Ocurrió en la apertura del curso de la Fórmula 3 en Oulton Park, y Monger se subió a un Tatuus Cosworth adaptado a sus necesidades, con el acelerador en el volante y un freno preparado para sus prótesis en las piernas. Las manos de Billy hicieron el resto para llevarle al tercer puesto y un podio que le supo a gloria al adolescente británico. “Es una sensación un poco surrealista pero maravillosa. Si me hubieras dicho que estaría en el podio en la primera carrera del año, seguramente te diría que me estás mintiendo. Salir a la pista y probar que soy competitivo es más de lo que podría pedir”, declaró Billy Monger tras su inesperado resultado.

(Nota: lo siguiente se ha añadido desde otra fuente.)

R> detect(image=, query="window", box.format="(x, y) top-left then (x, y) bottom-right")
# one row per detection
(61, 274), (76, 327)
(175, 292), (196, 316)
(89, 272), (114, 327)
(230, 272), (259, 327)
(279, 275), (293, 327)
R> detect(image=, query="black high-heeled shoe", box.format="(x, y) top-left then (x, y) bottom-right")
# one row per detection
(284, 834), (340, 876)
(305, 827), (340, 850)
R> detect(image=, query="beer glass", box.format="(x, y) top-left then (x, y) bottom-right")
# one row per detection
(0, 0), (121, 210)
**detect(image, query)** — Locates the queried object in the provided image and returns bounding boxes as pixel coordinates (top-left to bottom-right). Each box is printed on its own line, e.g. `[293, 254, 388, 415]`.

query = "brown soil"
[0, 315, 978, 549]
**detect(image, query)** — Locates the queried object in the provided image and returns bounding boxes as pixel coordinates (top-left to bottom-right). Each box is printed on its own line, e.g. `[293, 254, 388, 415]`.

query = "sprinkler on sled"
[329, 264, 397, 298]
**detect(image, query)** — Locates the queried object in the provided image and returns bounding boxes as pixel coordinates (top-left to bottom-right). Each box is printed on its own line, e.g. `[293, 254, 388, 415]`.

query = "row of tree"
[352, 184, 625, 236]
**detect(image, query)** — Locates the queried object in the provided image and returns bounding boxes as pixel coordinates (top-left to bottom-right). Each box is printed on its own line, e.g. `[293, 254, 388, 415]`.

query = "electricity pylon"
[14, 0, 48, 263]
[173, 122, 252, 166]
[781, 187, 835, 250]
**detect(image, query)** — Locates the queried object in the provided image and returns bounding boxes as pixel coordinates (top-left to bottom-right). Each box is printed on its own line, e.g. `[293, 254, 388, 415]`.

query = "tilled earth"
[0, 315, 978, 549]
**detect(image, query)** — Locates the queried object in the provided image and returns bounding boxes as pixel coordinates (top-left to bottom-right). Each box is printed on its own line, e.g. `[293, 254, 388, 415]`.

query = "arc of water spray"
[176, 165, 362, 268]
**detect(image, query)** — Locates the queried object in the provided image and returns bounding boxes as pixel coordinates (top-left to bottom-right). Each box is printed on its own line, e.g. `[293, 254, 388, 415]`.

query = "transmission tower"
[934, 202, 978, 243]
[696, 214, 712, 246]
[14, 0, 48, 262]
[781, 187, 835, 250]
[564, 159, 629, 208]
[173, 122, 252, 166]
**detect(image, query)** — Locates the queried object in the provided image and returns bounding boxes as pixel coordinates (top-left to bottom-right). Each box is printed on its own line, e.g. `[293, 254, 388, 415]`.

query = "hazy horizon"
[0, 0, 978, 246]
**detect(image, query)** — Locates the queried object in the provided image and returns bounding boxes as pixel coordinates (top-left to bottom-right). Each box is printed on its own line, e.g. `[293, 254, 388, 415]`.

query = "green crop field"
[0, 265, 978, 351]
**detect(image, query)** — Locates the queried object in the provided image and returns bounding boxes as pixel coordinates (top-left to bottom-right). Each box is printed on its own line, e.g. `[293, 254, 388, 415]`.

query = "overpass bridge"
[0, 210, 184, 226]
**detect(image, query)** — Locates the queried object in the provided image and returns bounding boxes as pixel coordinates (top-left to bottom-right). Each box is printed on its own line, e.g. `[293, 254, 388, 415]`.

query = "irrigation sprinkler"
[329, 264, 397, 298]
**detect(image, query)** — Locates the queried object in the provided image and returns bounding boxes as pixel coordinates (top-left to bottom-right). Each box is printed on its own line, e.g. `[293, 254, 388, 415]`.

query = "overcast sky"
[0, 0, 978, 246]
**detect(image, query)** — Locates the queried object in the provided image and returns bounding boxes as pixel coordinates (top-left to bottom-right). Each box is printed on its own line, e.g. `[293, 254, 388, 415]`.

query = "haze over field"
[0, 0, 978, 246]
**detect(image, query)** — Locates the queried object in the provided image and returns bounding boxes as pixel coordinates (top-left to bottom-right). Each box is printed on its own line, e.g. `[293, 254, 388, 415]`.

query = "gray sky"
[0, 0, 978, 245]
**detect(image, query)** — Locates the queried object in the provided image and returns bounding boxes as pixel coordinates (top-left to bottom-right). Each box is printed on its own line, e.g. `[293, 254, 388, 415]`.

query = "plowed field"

Monger recibió apoyos públicos y privados de los pilotos británicos de Fórmula 1 tras su gravísimo accidente. Jenson Button donó dinero para su campaña y Lewis Hamilton le recibió varias veces en su garaje para meterle aún más en el ambiente de un paddock de la máxima categoría del automovilismo mundial. Monger no renuncia a su sueño de ser piloto profesional, incluso sin sus dos piernas. Necesita mucho dinero y, sobre todo, fortaleza mental, para lograr algo que ahora su físico le complica sobremanera. Y más viendo que Robert Kubica, con mucha menos incapacidad que él, ve frustradas sus opciones de regresar al Mundial de F1 tras su accidente.

La carrera de Billy Monger tiene un recorrido complicado, pero su nombre ya estará para siempre registrado en la historia de la Fórmula 1. No ya por su heroico podio tras volver su accidente, sino que su trágico infortunio provocó que la FIA cambiase su reglamentación para intentar evitar que se repitiese. “Tras los muchos accidentes frontales contra las partes traseras de los coches de varias categorías de monoplazas, la FIA solicita a los equipos de F1 que se aseguren de que sus diseños del anclaje del gato trasero no puedan actuar de manera agresiva en un accidente”, pidió el máximo organismo del automovilismo mundial tras lo ocurrido con Monger. Los difusores traseros vieron cambiadas sus sujeciones para intentar evitar accidentes similares.